7. Musiques Minuscules, Guigou Chenevier.

8. Les Mutants Maha, Guigou Chenevier : batterie, compositions / Takumi Fukushima : violon, voix / Lionel Malric : claviers.
« Zizeeria Maha » est le nom savant d’un papillon. Un papillon bien particulier, puisqu’on le trouve en particulier dans la région de Fukushima au Japon. Depuis le terrible accident nucléaire du 11 Mars 2011, ce papillon a muté. De nombreuses malformations au niveau de ses pattes, de ses ailes et de ses antennes ont été détectées par les scientifiques japonais. Ces malformations font plus ressembler aujourd’hui ce papillon à un disgracieux escargot qu’à l’élégant insecte qu’il était à l’origine.
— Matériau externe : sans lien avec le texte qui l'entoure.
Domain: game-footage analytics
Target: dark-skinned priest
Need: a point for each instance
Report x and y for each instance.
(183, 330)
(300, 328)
A partir de cet horrible fait divers lu dans la presse, Guigou Chenevier a réfléchi à l’idée de compositions mutantes. Des compositions musicales minimalistes d’abord presque dérivant peu à peu vers des formes étranges et monstrueuses. Embarquer Takumi Fukushima dans cette aventure était l’évidence. Y adjoindre les deux mains de Lionel Malric, expert en trafiquage de claviers, coula rapidement sous le sens. Les Mutants Maha est un projet de création musicale, au cœur duquel l’écriture et l’architecture seront maitresses.
Pas (ou peu) d’improvisations dans cet univers post- atomique ou les vaches, inutiles productrices d’un lait nocif, sont abattues en pleins champ, mais plutôt cette recherche de mutations et d’ionisations. Un petit hommage à Edgar Varèse ne peut jamais faire de mal…

9. Allusion à la création « 100 Guitares Sur Un Bateau Ivre » de Gilles Laval. Voir Bateau Ivre.